Angela Davis, symbole des mouvements contestataires des années 60-70, égérie des Black Panthers, explique pourquoi elle reste fidèle à ses convictions communistes. Pour elle, il faut toujours continuer la lutte contre le racisme et l'injustice sociale.
Par Annette LEVY-WILLARD
QUOTIDIEN : Samedi 14 octobre 2006 - 06:00
Membre des Black Panthers, l'organisation armée pour le
«Pouvoir noir» candidate du Parti communiste américain à la
vice-présidence des Etats-Unis, recherchée sur la liste des «most
wanted» du FBI, arrêtée en 1970, condamnée comme terroriste et
ennemie de l'Etat, libérée grâce à une campagne internationale
(«Free Angela Davis»), vous êtes le symbole des mouvements
contestataires des années 60-70. Avez-vous vraiment cru que la
révolution allait arriver en Amérique ?
Absolument ! Oui, oui, oui... Il était important de croire que
les changements révolutionnaires étaient possibles. D'ailleurs,
nous ne devons pas sous-estimer les conséquences de nos luttes.
Grâce à nous, beaucoup de choses ont changé : les Noirs, en
particulier, ont maintenant accès à de nombreux secteurs de la
société qui leur étaient interdits, même si on n'a pas réussi à
faire les changements structurels. Aurions-nous pu gagner ? On ne
gagne jamais, je ne pense pas que rien soit jamais accompli pour
toujours, il faut perpétuellement continuer la lutte.
Aujourd'hui, vous vous dites encore révolutionnaire.

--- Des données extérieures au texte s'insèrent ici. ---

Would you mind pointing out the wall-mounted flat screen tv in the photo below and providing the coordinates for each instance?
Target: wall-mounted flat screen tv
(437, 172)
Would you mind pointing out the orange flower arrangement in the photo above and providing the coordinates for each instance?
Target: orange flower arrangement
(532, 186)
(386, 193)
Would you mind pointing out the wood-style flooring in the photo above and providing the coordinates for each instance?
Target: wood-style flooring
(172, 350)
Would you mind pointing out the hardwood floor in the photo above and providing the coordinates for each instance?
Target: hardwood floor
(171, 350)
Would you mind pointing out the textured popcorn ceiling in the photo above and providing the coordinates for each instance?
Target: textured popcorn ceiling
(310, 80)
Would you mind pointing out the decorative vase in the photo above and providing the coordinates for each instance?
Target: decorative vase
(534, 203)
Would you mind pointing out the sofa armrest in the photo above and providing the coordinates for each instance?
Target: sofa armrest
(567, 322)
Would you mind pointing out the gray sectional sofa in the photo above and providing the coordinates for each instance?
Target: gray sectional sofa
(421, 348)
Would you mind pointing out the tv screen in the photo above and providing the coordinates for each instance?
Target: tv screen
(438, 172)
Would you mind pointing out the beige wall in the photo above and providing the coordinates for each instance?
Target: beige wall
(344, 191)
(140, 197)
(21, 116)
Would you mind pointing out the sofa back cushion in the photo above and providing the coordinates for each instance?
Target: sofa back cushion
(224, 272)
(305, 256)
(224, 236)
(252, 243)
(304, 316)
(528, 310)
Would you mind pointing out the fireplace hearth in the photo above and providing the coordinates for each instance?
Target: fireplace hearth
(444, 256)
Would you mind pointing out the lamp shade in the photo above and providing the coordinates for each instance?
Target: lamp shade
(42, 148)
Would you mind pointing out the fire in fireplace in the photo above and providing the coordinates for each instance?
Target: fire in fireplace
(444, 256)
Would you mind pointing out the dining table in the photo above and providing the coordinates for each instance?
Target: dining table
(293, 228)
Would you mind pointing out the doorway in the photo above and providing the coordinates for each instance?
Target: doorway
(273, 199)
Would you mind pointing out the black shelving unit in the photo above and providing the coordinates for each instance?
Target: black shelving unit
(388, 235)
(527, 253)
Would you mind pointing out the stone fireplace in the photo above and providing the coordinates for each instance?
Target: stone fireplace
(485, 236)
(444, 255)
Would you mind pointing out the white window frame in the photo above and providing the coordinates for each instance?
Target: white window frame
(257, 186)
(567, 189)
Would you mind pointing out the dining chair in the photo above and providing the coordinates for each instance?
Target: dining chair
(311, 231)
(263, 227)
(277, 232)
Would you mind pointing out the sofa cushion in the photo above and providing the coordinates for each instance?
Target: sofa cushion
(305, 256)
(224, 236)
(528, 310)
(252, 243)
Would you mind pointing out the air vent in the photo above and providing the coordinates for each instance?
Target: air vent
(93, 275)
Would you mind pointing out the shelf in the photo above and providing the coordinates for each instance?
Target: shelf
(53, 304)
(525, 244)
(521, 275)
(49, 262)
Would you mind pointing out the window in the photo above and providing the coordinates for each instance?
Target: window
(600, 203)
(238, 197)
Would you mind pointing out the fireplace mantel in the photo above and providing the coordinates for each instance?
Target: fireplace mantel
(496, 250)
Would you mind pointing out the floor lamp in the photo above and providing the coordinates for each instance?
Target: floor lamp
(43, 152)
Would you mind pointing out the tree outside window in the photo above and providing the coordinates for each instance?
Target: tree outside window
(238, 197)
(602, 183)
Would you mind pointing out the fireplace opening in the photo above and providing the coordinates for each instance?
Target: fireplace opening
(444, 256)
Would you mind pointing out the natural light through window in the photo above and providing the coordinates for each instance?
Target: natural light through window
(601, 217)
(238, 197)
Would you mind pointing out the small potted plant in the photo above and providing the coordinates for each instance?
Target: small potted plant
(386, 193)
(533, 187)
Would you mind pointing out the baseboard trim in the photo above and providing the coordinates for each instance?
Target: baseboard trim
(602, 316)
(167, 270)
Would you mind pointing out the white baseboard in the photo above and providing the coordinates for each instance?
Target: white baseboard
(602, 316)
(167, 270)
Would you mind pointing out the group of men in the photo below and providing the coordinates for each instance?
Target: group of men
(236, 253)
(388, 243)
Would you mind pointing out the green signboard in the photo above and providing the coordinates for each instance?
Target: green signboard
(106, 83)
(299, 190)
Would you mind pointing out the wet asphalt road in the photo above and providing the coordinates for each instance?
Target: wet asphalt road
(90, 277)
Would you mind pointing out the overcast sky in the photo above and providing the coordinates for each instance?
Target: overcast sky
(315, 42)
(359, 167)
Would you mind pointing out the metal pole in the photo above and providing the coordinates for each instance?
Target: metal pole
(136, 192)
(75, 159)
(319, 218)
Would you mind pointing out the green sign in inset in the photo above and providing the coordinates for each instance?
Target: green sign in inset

Pour vous, le mot «révolution» n'appartient donc pas au passé
?
Je m'identifie toujours à la révolution. Avant tout, je
m'identifie au mouvement contre la guerre en Irak, puis à tous ces
mouvements qui tentent de montrer que
«la guerre contre le terrorisme» de Bush représente le plus
grand danger pour la paix et l'égalité dans le monde. Cette
prétendue guerre contre le terrorisme n'a pas pour but de créer un
monde plus sûr mais de renforcer la domination mondiale du
gouvernement américain et des multinationales. Elle a conduit à la
guerre en Afghanistan, à la guerre en Irak. Et à l'érosion des
droits individuels en Amérique. Cette politique renforce le
complexe carcéro-industriel américain et autorise la torture. Je
m'identifie à tous les peuples qui essaient de faire barrage à ce
gouvernement.
Quel pays représente votre idéal révolutionnaire
?
Cuba. C'est extrêmement important de soutenir la révolution
cubaine. Cuba a démontré qu'il était possible de créer une société
qui réponde aux besoins de son peuple et pas aux besoins des
entreprises.
Le régime de Fidel Castro est connu pour son absence
de liberté et de démocratie...
Il y a des problèmes à Cuba, mais je ne pense pas que cela soit
une raison pour nier ses réussites. La réalité, c'est qu'à Cuba
chacun peut avoir une éducation. Que les gens n'ont pas à dépenser
tout leur salaire pour arriver à se loger. Que Cuba a créé le
meilleur système de santé de tout le continent américain. Je dirais
aussi qu'à côté de Cuba, il faut regarder ce qui se passe dans
certains pays d'Amérique latine comme le Venezuela et la Bolivie
: ils représentent, par de nombreux aspects, l'espoir.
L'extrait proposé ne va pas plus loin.